The January 2008 edition of Terrorizer included a feature on SR_F in the "Breaking Faces" section.

==Interviews==
There are three known SR_F interviews available on the Internet, which provide a behind-the-scenes look at the creation of the albums, as well as background information on SR_F in general.

===Ortus Obscurum===
Sometime between 2001 and 2003, SR_F was interviewed by Ectonaut at Ortus Obscurum, "a webzine devoted to writing about the various types of music referred to as Neo-Classical, Dark Ambient, Ritual, Fantasy, Neo-Pagan, Industrial, Electronic, Experimental and so on".
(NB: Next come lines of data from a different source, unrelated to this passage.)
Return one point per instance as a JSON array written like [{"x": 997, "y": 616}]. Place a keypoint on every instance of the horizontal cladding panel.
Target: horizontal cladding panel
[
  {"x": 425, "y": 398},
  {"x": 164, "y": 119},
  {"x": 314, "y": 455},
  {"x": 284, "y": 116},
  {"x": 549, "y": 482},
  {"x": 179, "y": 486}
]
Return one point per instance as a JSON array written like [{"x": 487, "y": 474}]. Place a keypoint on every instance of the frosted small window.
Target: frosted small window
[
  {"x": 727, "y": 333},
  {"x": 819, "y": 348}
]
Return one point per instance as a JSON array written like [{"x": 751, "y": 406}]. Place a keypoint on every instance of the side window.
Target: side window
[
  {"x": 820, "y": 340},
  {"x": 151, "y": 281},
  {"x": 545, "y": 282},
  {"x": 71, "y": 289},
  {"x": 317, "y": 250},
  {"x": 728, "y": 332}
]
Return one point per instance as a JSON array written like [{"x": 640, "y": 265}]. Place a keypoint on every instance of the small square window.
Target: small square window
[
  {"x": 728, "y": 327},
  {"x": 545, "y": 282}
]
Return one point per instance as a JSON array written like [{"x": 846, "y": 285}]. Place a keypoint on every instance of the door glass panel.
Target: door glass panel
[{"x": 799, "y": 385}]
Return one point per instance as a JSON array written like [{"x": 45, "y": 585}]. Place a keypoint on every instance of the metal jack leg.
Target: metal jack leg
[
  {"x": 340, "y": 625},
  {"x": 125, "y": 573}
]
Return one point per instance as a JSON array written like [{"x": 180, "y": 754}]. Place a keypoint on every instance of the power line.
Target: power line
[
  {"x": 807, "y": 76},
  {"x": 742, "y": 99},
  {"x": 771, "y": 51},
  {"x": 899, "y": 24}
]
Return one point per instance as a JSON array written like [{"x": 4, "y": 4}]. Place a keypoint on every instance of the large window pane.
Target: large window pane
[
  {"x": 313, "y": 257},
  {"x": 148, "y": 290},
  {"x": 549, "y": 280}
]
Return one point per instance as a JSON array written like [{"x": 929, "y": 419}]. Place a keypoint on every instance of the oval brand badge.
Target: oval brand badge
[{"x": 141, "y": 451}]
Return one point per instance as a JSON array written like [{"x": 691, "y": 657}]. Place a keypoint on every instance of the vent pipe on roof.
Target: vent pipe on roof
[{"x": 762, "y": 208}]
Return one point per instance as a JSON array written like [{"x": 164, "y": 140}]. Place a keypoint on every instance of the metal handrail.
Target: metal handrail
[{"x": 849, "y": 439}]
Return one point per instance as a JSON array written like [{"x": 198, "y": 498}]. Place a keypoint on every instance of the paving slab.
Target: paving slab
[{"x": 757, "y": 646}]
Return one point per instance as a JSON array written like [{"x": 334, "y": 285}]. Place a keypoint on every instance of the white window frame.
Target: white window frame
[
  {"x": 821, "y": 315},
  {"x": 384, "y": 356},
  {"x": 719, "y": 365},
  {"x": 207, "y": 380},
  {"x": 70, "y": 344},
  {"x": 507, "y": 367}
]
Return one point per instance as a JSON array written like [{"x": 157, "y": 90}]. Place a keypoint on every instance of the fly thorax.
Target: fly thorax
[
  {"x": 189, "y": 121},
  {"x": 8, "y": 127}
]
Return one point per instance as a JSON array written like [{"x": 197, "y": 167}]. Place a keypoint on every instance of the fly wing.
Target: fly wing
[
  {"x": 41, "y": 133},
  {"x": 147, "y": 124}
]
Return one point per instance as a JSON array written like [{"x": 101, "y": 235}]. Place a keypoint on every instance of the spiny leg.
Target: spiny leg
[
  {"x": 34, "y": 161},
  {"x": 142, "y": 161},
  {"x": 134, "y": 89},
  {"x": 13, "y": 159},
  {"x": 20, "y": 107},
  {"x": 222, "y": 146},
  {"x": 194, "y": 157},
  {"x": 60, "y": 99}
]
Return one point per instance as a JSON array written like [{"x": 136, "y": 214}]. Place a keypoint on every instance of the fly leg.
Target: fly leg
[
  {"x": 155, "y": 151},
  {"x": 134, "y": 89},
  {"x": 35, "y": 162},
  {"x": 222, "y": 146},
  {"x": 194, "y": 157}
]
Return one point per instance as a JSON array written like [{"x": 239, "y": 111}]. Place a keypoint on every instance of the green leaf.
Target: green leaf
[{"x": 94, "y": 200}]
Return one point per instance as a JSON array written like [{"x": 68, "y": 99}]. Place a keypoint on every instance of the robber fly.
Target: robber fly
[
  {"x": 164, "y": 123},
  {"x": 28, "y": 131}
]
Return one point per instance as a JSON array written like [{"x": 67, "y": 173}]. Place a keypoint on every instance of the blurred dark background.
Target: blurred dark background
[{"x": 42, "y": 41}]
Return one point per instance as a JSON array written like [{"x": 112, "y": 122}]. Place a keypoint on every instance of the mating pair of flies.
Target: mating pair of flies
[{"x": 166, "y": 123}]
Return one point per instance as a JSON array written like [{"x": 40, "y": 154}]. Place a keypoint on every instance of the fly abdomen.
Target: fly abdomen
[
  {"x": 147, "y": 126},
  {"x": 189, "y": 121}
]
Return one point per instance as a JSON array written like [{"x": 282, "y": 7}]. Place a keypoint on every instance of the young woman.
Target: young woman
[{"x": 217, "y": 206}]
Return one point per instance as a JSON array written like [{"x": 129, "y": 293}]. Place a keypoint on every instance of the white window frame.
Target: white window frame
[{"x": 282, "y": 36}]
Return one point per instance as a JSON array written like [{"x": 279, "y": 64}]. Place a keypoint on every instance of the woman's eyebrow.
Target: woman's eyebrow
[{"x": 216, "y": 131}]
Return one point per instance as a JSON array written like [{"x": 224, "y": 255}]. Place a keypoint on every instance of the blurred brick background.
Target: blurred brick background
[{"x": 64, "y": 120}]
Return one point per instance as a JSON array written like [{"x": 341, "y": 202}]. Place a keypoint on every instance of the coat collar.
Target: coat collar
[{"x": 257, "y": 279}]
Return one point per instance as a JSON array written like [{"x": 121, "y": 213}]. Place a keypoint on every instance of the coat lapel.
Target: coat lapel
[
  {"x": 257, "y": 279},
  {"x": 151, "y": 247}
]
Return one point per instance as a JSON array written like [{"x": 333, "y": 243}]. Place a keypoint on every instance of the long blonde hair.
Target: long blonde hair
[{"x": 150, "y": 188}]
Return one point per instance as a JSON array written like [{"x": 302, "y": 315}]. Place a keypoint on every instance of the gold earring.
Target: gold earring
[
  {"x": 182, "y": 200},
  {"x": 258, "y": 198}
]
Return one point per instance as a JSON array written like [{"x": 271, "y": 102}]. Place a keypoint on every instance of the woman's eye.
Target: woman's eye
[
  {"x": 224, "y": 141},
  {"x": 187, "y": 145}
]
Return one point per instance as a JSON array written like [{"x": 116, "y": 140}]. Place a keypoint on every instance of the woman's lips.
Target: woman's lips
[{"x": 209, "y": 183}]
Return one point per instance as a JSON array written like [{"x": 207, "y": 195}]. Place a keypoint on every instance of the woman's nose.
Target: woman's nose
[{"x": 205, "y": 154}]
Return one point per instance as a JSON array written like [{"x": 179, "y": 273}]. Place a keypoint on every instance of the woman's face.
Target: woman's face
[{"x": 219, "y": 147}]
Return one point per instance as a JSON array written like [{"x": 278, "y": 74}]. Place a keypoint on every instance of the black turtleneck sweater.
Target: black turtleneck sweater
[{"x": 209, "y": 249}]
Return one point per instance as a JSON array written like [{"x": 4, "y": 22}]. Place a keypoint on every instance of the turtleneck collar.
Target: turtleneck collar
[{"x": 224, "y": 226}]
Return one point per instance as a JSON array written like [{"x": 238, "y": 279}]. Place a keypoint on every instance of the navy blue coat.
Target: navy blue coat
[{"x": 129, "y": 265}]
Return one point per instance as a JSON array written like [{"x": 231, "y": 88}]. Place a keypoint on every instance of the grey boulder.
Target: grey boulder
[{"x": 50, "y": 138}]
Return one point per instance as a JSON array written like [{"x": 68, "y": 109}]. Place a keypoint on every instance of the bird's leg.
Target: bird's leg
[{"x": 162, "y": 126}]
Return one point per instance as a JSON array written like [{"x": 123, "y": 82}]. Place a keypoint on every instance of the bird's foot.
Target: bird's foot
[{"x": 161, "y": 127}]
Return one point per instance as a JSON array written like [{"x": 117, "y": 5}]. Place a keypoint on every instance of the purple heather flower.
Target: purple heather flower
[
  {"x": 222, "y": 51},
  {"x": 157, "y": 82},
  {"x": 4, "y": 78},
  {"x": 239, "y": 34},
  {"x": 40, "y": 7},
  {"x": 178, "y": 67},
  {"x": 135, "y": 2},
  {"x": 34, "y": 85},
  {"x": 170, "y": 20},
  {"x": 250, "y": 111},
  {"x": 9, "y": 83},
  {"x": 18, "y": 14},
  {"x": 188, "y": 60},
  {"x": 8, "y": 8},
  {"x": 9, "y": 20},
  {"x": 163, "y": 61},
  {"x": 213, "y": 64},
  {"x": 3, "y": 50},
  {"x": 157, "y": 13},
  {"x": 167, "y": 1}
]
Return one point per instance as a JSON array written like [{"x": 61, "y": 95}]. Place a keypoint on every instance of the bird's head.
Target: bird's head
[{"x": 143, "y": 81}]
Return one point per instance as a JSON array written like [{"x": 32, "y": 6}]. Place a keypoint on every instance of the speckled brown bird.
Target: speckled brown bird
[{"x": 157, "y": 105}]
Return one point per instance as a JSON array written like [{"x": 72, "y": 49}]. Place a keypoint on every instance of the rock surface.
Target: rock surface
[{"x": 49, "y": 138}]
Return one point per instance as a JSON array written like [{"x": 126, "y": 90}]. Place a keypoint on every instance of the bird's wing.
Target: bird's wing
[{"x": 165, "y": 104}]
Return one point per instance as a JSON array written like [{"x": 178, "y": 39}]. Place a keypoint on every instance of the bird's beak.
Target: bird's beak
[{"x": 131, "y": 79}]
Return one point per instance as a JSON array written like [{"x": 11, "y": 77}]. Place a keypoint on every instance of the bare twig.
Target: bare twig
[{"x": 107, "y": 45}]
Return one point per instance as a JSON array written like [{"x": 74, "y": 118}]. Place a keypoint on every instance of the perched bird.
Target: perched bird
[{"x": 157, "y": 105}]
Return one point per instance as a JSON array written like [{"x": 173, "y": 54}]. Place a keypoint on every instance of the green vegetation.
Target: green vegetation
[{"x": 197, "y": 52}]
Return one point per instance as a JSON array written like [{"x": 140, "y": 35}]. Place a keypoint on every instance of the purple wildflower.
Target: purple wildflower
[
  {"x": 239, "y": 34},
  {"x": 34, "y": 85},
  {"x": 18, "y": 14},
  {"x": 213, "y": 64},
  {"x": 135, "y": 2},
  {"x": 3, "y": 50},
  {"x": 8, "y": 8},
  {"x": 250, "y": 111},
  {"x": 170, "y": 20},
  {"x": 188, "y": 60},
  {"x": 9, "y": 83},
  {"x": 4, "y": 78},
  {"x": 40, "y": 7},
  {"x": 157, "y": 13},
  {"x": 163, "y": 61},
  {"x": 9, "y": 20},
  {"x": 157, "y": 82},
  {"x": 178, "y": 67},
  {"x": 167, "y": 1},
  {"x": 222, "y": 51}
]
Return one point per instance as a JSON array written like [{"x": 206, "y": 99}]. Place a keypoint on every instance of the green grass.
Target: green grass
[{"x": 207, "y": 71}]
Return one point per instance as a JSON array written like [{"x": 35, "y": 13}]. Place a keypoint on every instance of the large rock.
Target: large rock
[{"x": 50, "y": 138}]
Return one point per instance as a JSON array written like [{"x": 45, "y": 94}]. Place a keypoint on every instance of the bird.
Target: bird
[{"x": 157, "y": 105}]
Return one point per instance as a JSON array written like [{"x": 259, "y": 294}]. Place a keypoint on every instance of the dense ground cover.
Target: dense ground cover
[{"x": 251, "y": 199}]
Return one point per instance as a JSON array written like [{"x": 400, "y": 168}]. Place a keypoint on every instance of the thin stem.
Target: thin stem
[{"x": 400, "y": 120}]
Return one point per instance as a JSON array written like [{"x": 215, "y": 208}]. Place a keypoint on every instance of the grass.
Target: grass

===Cold Spring Supplement===
In January 2007, SR_F was interviewed for the January/February 2007 edition of the Cold Spring Supplement, prior to the release of Deep_Frieze on the Cold Spring label.

==Hidden information on the official website==
The official SR_F website used to contain some pages which appeared to be hidden from the general public, since there were no known links to them from anywhere else on the site. These pages have now been deleted, but some of the MP3s which they linked to are still available.

===Audio Project Archive===
The Audio Project Archive page contained additional information about released albums, details about upcoming albums and unreleased works, as well as free tracks in MP3 format. The Sargasso (edit) MP3 from the Electronarcosis Series is still available.

===Assembler===
This little-known project is related to SR_F, and produces mechanically rhythmic dance music. An overview of Assembler was available in the Audio Project Archive. Currently, no tracks have been released on CD.

Assembler had its own website, which consisted of a home page, a main page and a collection of free tracks in RealAudio format: "Two Towers", "Hack1 quick edit", "Hack3 Final mix", "Whole in 1" and "one tower". MP3s of the tracks Sentinals, Union Station, Jack-2-Jack and Kernals are still available.